Where u get your food and gasoline
Food some stores/online, some Wild harvested. I've found things to forage everywhere I go at all different times of year. Palm Springs/Winter, endless citrus, dates, olives, huge carob trees, mesquite, prickly pears and we haven't even touched traditional Native American foods.

Sometimes we time things, such as Coloma CA around September, tons of planted yet abandoned fruit trees from the 1800's, persimmons, pears, apples, figs, walnuts, WILD grapes & grape leaves etc.

I'm no Daniel Vitalis as I don't hunt or fish yet. If I did I could see you eating the majority of your food from the WILD/WILD Planted.
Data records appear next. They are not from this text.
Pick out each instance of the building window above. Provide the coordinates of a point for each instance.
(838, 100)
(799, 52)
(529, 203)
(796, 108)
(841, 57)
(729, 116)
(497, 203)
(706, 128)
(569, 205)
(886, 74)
I also believe in planting the WILD, but no I can't do it by myself, it takes a large group to get that going, with the core belief that WE SHARE THE ALL WITH THE ALL.

Harvesting tons of miners lettuce right now in the Los Padres Wilderness.
It's said that WILD food is 25-50% stronger in LIFEforce. (Cousens). I believe it, for a plant, tree, bush to survive year after year in WILD NATURE without mans pampering hands takes strength.

As far as gas, no I rely on those who work, also to build/service my truck, and all the rest. Again, it takes a mass of people who want this LIFE to change it. I think the tech is there, hydrogen power, split water which is abundant with solar, clean electric systems that are easy to maintain, robotics for all the grunt labor. Most people are free.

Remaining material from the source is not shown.